8

I'm trying to upload big file (~900MB) via Dropbox API v2 but I'm getting this error:

requests.exceptions.ConnectionError: ('Connection aborted.', ConnectionResetError(104, 'Connection reset by peer'))

It works ok with smaller files.

I found in documentation that I need to open upload session using files_upload_session_start method but I have an error on this command and I can't go further with ._append methods.

How can I solve this problem? There're no info in docs. I'm using Python 3.5.1 and latest dropbox module installed using pip.
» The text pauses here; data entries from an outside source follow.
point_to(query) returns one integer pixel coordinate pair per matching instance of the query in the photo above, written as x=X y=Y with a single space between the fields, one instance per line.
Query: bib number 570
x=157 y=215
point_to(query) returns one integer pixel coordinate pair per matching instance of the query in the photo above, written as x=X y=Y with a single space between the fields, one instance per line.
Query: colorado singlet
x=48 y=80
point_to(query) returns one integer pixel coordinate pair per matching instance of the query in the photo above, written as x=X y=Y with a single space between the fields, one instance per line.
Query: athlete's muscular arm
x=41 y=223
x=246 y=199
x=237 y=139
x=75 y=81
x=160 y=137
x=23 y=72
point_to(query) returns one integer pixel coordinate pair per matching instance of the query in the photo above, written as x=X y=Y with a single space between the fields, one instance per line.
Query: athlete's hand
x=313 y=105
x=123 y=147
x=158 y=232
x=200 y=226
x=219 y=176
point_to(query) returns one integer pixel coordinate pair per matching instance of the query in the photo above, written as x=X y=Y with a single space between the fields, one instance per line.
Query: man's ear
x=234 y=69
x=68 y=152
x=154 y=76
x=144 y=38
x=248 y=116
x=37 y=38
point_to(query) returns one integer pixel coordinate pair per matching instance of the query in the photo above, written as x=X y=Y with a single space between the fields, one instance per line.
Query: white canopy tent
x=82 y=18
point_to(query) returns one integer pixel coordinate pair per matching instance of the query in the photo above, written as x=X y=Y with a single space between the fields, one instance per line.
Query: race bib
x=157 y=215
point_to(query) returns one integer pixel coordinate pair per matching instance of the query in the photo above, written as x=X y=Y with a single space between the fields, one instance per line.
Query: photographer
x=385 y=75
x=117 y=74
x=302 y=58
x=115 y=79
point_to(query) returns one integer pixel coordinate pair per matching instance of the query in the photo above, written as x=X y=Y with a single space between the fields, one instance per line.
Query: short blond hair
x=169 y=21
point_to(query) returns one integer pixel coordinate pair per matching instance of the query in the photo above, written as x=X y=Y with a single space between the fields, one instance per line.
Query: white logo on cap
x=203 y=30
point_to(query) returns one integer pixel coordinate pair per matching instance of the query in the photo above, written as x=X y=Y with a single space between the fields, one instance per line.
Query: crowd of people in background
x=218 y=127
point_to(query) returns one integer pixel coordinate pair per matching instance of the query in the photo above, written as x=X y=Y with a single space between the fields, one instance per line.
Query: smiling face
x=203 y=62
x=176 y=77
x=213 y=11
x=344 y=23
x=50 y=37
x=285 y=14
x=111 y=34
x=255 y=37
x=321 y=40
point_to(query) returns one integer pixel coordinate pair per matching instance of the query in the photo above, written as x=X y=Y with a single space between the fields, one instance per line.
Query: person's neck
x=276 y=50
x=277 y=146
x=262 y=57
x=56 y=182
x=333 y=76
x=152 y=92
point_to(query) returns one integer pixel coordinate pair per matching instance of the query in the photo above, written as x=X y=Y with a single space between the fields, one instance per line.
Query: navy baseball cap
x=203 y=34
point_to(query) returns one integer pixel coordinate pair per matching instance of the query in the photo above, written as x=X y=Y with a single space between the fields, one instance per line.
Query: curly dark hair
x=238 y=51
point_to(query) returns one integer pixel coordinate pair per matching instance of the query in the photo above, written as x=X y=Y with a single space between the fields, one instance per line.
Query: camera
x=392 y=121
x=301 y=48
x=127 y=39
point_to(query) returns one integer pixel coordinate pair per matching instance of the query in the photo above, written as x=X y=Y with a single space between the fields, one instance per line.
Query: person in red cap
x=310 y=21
Here's code which I'm running to:

c = Dropbox(access_token)
f = open("D:\\Programs\\ubuntu-13.10-desktop-amd64.iso", "rb")
result = c.files_upload_session_start(f)
f.seek(0, os.SEEK_END)
size = f.tell()
c.files_upload_session_finish(f,     files.UploadSessionCursor(result.session_id, size), files.CommitInfo("/test900.iso"))
taras
  • 6,566
  • 10
  • 39
  • 50
gosen
  • 103
  • 2
  • 6

3 Answers3

30

For large files like this, you'll need to use upload sessions. Otherwise, you'll run in to issues like the error you posted.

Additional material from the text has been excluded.